In 1952 when Arizona filed its Supreme Court case against California, one of its initial goals was a Court ruling that would be functionally equivalent to a Lower Basin compact. Among its claims for relief was that the court find that Arizona had the right to use all the one million acre-feet apportioned to the Lower Basin under Article III(b) subject only to the “rights of New Mexico on the Gila River and Utah on the Virgin River.” As the case proceeded, Arizona changed its tactics. It amended its original claims for relief arguing that the case was no longer about the compact. Instead, it was only about the intent of Congress to apportion water under the 1928 act. The Special Master and Supreme Court agreed and ruled that the Colorado River Compact need not be interpreted to decide the case. Since the court’s decision was limited to the water used in and below Lake Mead and avoided the compact, it falls well short of a Lower Basin compact.
Would we be better off with a Lower Basin Compact?
The entire basin would be much better off with a functioning Lower Basin compact. The problem is that to get there, the five states with Lower Basin interests – Arizona, California, and Nevada (the “states of the Lower Division”), plus Utah and New Mexico, which also have watersheds falling within the Lower Basin’s boundaries – would have to negotiate through several difficult issues that have never been resolved and for the moment are conveniently tucked away. These issues include dividing up the one million acre-feet of III(b) water, the “bonus water” provision added to the compact late in negotiations to sweeten the deal for Arizona. In addition to addressing the Lower Basin needs of Utah and New Mexico, Nevada also needs a piece of III(b) water to cover its uses on the Virgin and Muddy Rivers. Water from the dry-up of previously irrigated lands in these two drainages supplies the Southern Nevada Water Authority.
A second issue is dividing up the substantial evaporation use on the Lower Basin mainstem reservoirs. I have no doubt that the 1922 compact negotiators considered this evaporation a man-made beneficial consumptive use to be covered by the 8.5 million acre-feet apportioned to the Lower Basin, but it is not covered in the Supreme Court’s decision.

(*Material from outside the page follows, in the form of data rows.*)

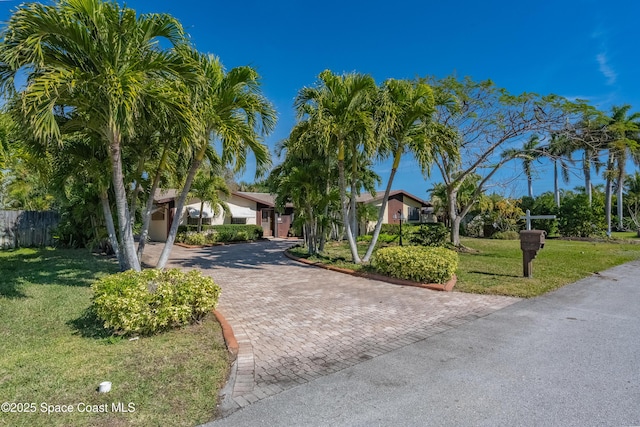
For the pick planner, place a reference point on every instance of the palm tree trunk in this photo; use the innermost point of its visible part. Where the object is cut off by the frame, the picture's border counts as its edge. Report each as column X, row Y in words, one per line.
column 556, row 183
column 133, row 204
column 146, row 214
column 383, row 207
column 620, row 200
column 125, row 226
column 345, row 213
column 608, row 194
column 111, row 229
column 352, row 197
column 168, row 246
column 586, row 170
column 453, row 216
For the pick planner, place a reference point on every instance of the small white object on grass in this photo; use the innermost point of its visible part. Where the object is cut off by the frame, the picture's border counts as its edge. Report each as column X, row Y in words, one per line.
column 104, row 387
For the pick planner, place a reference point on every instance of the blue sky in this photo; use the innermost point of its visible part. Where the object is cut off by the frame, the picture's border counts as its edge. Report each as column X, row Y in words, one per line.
column 578, row 48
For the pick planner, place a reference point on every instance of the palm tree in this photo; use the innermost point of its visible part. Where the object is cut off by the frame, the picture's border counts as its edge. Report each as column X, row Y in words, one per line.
column 632, row 198
column 529, row 152
column 559, row 151
column 404, row 117
column 341, row 108
column 102, row 61
column 208, row 187
column 231, row 108
column 624, row 130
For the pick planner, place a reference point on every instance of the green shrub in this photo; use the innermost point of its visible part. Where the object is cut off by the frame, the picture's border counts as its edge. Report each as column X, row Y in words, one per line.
column 544, row 204
column 387, row 238
column 420, row 264
column 237, row 232
column 390, row 229
column 194, row 238
column 506, row 235
column 576, row 218
column 430, row 235
column 151, row 301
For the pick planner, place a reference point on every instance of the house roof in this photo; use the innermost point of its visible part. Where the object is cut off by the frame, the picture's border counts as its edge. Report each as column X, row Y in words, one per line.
column 368, row 197
column 264, row 198
column 165, row 196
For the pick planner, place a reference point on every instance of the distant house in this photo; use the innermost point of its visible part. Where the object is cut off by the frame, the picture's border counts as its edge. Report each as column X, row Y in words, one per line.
column 244, row 207
column 401, row 204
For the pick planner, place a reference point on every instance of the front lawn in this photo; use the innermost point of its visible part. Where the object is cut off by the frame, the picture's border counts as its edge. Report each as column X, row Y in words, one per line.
column 495, row 266
column 52, row 353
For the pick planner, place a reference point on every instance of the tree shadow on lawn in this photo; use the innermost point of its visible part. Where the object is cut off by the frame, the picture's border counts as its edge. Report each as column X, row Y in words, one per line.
column 88, row 325
column 252, row 256
column 486, row 273
column 50, row 267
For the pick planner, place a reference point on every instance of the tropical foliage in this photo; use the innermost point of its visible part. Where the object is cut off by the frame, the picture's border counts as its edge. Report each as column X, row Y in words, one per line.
column 131, row 90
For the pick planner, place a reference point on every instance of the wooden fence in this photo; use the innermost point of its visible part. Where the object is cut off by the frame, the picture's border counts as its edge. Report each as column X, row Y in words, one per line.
column 27, row 228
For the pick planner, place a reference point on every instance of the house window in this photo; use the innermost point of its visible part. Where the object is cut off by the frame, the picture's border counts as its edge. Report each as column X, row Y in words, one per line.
column 194, row 221
column 414, row 214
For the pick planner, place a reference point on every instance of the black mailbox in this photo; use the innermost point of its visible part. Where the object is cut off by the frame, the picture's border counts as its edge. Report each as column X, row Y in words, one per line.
column 531, row 241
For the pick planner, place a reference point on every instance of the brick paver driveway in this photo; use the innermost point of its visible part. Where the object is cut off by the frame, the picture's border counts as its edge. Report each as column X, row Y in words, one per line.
column 295, row 322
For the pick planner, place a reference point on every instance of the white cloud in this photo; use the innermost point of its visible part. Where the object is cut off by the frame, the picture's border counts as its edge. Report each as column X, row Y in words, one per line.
column 606, row 69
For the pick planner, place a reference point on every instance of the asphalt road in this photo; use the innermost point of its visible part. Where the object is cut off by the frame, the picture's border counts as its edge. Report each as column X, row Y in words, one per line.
column 569, row 358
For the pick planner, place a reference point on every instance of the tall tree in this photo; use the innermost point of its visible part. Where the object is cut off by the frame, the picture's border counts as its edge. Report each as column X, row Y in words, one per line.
column 341, row 106
column 101, row 61
column 529, row 152
column 403, row 119
column 624, row 129
column 559, row 150
column 209, row 187
column 483, row 120
column 232, row 109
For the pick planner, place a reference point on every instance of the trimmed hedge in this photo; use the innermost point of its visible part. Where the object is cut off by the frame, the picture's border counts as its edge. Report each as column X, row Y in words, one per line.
column 417, row 263
column 151, row 301
column 435, row 234
column 219, row 233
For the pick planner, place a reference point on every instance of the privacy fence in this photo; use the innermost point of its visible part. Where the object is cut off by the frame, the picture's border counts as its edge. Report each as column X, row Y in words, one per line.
column 27, row 228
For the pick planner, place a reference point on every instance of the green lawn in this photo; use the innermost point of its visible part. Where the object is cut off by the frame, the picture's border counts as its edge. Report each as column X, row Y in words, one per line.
column 52, row 353
column 495, row 266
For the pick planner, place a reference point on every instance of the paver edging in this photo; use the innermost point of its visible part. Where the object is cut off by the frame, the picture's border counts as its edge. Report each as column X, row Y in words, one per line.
column 209, row 245
column 446, row 287
column 227, row 333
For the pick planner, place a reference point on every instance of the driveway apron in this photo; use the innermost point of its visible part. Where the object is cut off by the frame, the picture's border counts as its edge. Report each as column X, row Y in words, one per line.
column 295, row 323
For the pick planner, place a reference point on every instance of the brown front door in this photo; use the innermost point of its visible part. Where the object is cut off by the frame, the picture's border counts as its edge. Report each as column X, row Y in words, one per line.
column 267, row 216
column 284, row 223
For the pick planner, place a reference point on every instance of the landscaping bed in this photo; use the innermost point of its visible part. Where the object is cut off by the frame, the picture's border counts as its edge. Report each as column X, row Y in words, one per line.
column 495, row 266
column 55, row 353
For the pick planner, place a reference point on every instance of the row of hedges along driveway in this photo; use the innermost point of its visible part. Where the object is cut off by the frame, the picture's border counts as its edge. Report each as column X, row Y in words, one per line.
column 295, row 323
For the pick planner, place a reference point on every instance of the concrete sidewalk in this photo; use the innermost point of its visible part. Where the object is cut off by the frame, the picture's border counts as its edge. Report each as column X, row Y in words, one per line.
column 569, row 358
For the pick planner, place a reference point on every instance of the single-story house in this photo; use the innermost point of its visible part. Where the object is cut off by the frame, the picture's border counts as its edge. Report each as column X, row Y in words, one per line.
column 401, row 204
column 245, row 208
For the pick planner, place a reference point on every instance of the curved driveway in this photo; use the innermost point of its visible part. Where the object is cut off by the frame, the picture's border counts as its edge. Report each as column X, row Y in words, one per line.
column 295, row 323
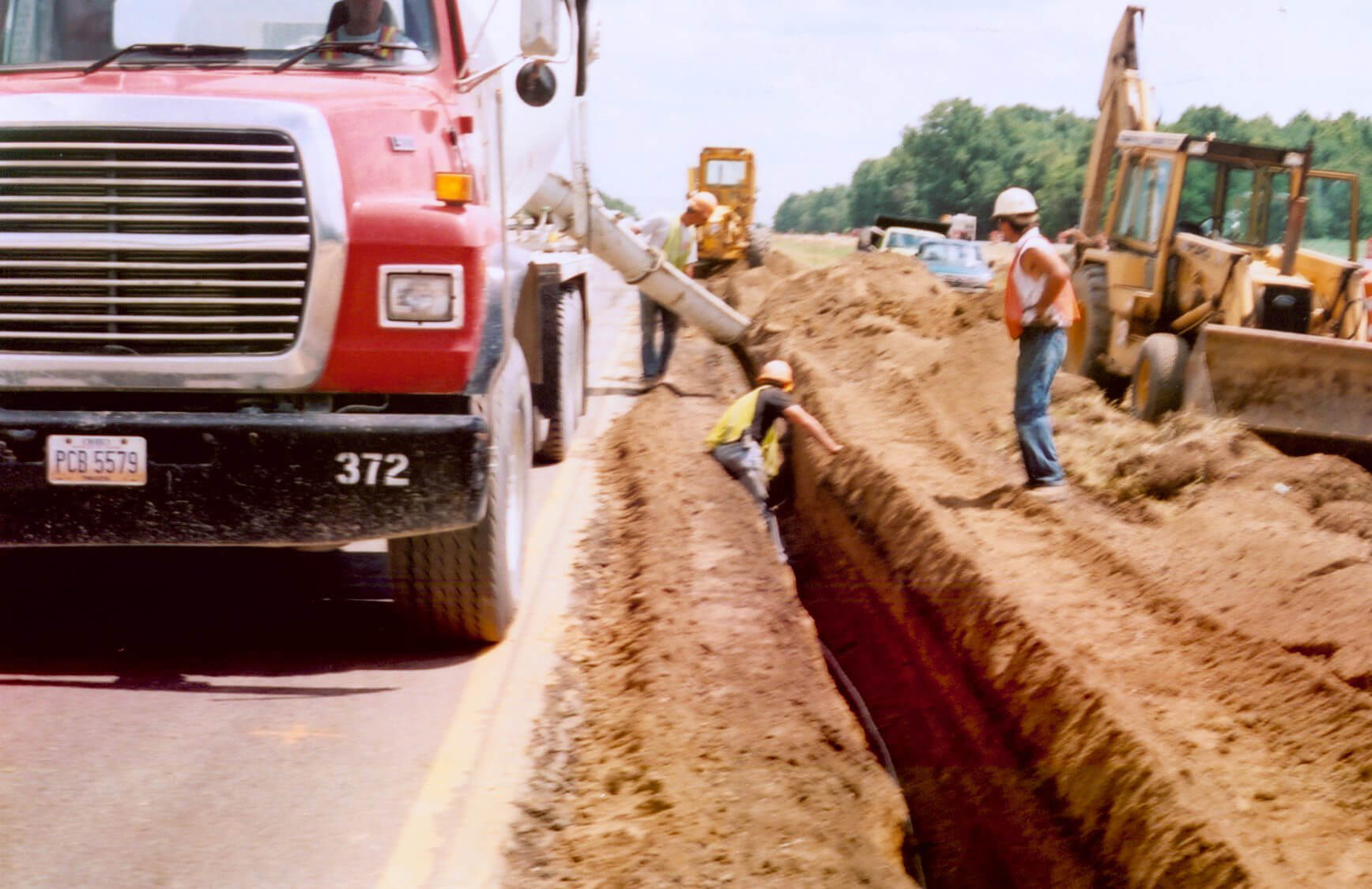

Third, there are difficult Lower Basin accounting issues to resolve, including how compact apportionments are to be measured. Yes, a century after the compact was signed, this fundamental issue has never been resolved (see Science Be Dammed, chapter 12). Another unresolved accounting question is how to address the depletion of groundwater hydrologically connected to the Colorado River.
These accounting issues point to a bigger issue. The primary purpose of a Lower Basin compact would be to allocate among five states 8.5 million acre-feet of beneficial consumptive use – the amount apportioned to the Lower Basin by the 1922 compact. How would a compact address the reality that when tributary uses, reservoir evaporation, and hydrologically connected groundwater are considered, the Lower Basin is currently using more than 8.5 million acre-feet?
These major unresolved issues are why in Science Be Dammed John Fleck and I conclude that there is little incentive and major downsides for important playsers to a Lower Basin compact, thus it is unlikely to happen. The problem from my perspective as a former manager of an Upper Basin water agency is that through the 1948 Upper Basin compact, reservoir evaporation, hydrologically connected groundwater, and overuse are all addressed. Without a Lower Basin compact, important elements of the equity between the basins are missing.